Throughout the candid interview Cartwright expressed her disappointment in the casting choices and illustration updates, primarily because of the overwhelming colorism in the film industry. "I was hoping it would be a very brown-skinned actress, because there's so little opportunities in these big movies for darker-skinned actresses. I can't fudge. That's how I felt."
She goes on to explain how these decisions, especially in telling a story that spotlights the violence against Black people and general rampant racism in America, are enormously tone-deaf. It's a movie for 'woke' millennials and Gen Z, and for that reason "so much marketing was thrown behind it," Cartwright explains.
"I obviously still think it's going to be a wonderful movie, because I think Amandla Stenberg's a great actress, but I also think there are plenty of other actresses who would be wonderful in this role as well. It was a very specific description in the book, and to see that the actress is not that description, that would annoy me as a reader, especially if I was a teen. If I saw that, as a teen, it would be very disheartening, a little damaging."

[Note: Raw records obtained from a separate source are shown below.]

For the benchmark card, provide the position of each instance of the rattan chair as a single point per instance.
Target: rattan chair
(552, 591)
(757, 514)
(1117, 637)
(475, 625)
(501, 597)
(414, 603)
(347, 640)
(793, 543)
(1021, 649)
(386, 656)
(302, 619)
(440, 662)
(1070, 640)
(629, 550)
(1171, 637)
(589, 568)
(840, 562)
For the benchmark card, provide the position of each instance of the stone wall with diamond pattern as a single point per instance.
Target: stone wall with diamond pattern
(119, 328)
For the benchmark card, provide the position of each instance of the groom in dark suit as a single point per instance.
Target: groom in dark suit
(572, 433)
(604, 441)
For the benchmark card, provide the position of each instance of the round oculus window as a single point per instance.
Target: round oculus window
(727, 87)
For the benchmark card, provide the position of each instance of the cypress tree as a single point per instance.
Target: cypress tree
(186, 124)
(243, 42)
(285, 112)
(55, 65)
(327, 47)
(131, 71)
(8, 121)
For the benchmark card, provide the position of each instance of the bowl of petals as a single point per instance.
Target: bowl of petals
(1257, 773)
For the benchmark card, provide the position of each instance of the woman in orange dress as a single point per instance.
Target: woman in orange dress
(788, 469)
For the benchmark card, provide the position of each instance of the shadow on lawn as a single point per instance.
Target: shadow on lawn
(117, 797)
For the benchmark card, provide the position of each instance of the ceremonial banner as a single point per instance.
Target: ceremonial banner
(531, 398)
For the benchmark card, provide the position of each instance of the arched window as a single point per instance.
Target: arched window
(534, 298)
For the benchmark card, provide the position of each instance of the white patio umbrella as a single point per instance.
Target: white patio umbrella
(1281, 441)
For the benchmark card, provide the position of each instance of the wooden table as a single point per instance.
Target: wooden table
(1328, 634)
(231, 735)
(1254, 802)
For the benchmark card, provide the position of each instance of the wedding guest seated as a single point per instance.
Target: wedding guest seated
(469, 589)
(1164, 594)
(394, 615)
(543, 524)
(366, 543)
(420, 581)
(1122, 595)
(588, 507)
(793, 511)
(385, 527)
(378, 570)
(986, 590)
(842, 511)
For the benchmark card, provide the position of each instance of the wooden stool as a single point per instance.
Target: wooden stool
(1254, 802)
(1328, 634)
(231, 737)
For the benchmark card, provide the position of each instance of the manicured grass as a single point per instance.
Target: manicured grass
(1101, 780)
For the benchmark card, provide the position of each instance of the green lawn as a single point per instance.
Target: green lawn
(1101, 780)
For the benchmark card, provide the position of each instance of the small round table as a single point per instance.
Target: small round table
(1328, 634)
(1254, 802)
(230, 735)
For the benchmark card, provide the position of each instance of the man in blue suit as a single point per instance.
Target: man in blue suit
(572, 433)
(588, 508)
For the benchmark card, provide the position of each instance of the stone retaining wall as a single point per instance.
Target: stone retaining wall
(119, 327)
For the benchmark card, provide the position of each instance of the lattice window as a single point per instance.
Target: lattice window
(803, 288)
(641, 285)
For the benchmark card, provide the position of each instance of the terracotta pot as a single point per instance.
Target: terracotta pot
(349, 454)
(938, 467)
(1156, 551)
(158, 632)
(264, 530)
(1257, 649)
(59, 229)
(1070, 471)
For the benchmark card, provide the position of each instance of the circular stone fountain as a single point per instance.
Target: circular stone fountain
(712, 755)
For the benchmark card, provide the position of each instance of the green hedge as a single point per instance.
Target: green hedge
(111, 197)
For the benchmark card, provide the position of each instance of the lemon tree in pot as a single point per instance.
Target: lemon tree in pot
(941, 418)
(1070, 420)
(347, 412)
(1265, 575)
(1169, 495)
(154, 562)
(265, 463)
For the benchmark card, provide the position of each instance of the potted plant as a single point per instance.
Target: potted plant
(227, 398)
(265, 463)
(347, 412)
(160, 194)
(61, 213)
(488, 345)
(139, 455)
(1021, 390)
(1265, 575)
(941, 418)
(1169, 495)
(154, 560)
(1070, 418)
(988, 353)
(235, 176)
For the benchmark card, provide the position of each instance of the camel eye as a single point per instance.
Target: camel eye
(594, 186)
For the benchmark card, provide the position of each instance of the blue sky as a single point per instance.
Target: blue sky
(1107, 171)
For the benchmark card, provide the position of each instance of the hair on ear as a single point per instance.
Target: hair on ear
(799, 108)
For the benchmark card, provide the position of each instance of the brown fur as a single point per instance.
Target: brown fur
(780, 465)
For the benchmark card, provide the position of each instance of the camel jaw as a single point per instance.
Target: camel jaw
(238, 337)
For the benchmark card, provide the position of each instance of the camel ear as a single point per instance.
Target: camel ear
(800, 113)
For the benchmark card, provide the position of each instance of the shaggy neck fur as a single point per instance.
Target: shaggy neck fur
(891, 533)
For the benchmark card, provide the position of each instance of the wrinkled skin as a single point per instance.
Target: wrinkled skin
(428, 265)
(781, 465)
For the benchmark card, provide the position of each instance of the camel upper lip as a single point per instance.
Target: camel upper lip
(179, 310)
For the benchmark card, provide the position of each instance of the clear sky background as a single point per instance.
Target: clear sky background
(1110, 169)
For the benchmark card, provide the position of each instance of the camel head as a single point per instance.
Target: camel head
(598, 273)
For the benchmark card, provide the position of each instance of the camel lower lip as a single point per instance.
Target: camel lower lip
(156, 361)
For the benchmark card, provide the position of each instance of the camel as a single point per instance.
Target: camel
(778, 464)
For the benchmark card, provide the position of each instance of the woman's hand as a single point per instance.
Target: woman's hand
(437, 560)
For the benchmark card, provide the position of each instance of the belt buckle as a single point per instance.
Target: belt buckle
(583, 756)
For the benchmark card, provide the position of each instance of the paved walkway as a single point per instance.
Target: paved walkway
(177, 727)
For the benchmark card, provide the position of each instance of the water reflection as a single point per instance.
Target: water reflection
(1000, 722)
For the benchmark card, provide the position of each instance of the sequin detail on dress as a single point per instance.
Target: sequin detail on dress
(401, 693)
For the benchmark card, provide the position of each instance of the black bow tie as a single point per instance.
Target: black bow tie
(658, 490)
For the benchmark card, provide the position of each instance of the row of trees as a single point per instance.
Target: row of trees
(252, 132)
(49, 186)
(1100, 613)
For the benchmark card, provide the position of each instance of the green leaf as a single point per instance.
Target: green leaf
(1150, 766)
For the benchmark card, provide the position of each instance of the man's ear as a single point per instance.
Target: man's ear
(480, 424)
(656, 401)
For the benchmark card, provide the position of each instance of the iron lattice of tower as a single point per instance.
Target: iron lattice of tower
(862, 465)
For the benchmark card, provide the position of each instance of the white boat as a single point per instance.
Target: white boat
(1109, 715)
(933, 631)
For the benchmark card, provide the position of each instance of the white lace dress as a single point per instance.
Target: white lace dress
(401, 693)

A study released yesterday showed from USC's Annenberg Inclusion Initiative took a magnifying glass to Hollywood's diversity problem, finding that in 1,100 of the most popular movies of the last decade, many either failed to include characters of color or whitewashed those in the story. Specifically, the report stated that in 2017 70.7 percent of speaking characters were white, 12.1 percent were Black, with the other 17 percent divided between Hispanic, Asian, Middle Eastern and Native American or Hawaiian. Of the characters of color actually included in films, many were played by white people, such as Scarlett Johansson's portrayal of an Asian character in Ghost of the Shell, and Emma Stone's casting as the mixed-race Allison Ng in Cameron Crowe's Aloha.
"I think most of my work has centered on colorism and beauty standards and representations of black women," Cartwright concludes in the interview. "So that fit in well with what they were trying to do with the book cover. I wish they had stuck to that idea when they were turning it into the movie, but that's out of my control."